Adam yine o bildik, midesinden gelen iniltisiyle tepki verip, Hannah’nın hala nasıl kitabının derdinde olduğunu anlamaya çalıştı. Hannah’nın “O kadar da yakın değildik,” diye geri vitese takmasına Adam da inanmadı. Jessa ise tartışmanın yaşandığı sırada koltuğun diğer ucunda oturuyordu. Ve her zamanki görmüş geçirmişliğiyle ölümün jüri görevi gibi olağan bir şey olduğunu anlatmaya çalışıyordu. (Pardon, Jessa hiçbir zaman bir şeyi anlatmaya çalışmaz, anlatır sadece). Sonra Amerikalıların ‘pomo shit’ (postmodern zırva) dedikleri türden ölüm hakkında aforizmalara soyundu, ama Hannah’dan karşılığını alamadı. Hannah’nın dünyasında zaman düz akıyordu, ölüm ölüm demekti, başka bir şeyin doğumu falan değil. David’in ölümü; David’i bir daha artık göremeyecek olması ve de kitabının bilmediği insanların elinde oradan oraya sürüklenerek yazarlık kariyerinin meçhule doğru yol alması demekti. Daha fazlası değil.

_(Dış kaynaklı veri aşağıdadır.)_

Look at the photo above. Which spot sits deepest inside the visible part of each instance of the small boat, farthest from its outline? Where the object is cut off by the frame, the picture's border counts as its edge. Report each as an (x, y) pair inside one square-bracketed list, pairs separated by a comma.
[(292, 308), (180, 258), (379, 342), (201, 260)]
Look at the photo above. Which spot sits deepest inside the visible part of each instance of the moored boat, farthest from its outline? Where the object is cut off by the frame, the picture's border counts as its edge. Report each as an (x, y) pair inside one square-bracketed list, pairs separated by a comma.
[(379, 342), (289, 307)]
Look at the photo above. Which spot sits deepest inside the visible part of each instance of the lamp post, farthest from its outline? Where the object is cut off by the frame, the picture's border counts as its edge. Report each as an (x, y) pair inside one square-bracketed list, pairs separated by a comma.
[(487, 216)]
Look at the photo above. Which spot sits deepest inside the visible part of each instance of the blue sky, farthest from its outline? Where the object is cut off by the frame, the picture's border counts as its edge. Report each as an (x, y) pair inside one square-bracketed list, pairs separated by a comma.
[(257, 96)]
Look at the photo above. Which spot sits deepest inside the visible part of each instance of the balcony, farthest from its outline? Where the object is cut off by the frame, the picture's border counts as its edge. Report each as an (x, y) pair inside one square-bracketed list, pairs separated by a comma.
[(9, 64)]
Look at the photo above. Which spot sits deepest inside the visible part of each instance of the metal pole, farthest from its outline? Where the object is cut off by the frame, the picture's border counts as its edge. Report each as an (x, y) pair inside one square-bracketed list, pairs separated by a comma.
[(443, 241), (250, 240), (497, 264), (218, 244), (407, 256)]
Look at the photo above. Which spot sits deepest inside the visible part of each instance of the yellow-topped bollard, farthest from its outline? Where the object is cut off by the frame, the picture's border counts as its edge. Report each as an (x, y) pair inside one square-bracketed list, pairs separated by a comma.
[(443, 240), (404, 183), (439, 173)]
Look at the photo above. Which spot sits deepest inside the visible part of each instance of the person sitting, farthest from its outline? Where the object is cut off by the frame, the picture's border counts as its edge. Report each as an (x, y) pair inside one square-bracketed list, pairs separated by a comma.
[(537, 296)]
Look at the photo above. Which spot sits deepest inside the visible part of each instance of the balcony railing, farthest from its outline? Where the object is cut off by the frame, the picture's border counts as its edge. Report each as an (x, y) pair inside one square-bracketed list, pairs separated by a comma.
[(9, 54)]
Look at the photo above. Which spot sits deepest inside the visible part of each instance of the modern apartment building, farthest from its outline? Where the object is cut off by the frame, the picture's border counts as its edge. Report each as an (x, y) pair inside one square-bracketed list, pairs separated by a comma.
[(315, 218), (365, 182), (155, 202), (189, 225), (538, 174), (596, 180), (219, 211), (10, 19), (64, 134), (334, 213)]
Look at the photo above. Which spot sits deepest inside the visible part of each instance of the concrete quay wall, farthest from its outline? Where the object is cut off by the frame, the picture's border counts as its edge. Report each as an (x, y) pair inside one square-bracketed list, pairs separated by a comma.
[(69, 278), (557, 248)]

Adam’ın, “Öldüğünde insanların seni Gawker’dan tanımasını ister misin?” şeklindeki sorusuna karşılık olarak Hannah’nın bilgiye ulaşmanın en doğru yerlerinden birinin internet ve onun bilindik mecraları olduğunu anlatan sözleri Adam’ı yine hayal kırıklığına uğrattı. Ve ona o yaşamsal soruyu sordurdu, “Merak ediyorum ben ölürsem ne hissedeceksin?” Hannah olur da cep telefonunu kaybederse ya da çok izlemek istediği bir filmi kaçırırsa vereceği olası tepkiyi Adam’a layık gördü ve o ölürse “çok üzüleceğini” söyledi. Adam’ın cevabı her zamanki gibi şiirseldi. “Sen ölürsen dünyam bulanır. Bir ağacın bile ne olduğunu bilemem.” Çok bilmiş yazarların elinden çıkan internet siteleri mi bize yas tutmayı öğretecek? Az önce okuduğumuz satırı bir yenisiyle takas eden unutkanlığımız mı hayatımızdaki tanışıklarımızı unutulmaz yapacak? Adam ve Ray’in duyduklarında onları hayrete düşüren ve bu vesileyle tüm bölüm boyunca Hannah’nın yüzüne vurdukları bir gerçek vardı: Yas tutmayı bilmiyorsan senden ne köy olur ne kasaba.
AH BİZ EDEBİYAT ÇEVRELERİ
David’in ölümü mevzusunun fazla uzadığının farkındayım ama Hannah’ya müstehak. Cafe’de masanın üstünü temizlerken edebiyat dünyasının bir üyesi olduğunu çeşitli imalarla Ray’e hatırlatmayı ihmal etmeyen Hannah’ya her şey müstehak. Kendini satmaya çalıştığı kişi de Ray! Hani şu kendi hayatını yoluna koyma konusunda sıkıntılı ama insanların ciğerini beş metre öteden tanıyabilen depresif ölümlü. “Bizim edebiyat çevreleri uyuşturucudan öldüğü konusunda hemfikir,” derken Hannah’nın böbürlenmesine de bakın. Ray yer mi bunları? Marnie için kendine bu kadar güvensiz insan az bulunur diye yırtındığımız yazılarımızı hatırlayıp Ray’in onu sosyolojik, psikolojik, psikanalitik, ekonomik tüm düzlemlerde çarmıha gerip lime lime etmesini zevkle izledik. Çünkü sonunda biri Marnie’nin kedi gibi insanlara sırnaşıp onları içten içe aşağıladığını, açık açık da kullandığını söyledi. Sonrasında gelen sevişmeleri neydi anlamadık. Yahu Shosh’la bitmiş gitmiş de olsa bir geçmişin oldu. Marnie’yle olacak iş mi şimdi bu? Ray’in yanlış kararlar adamı olduğunu söylemiştik.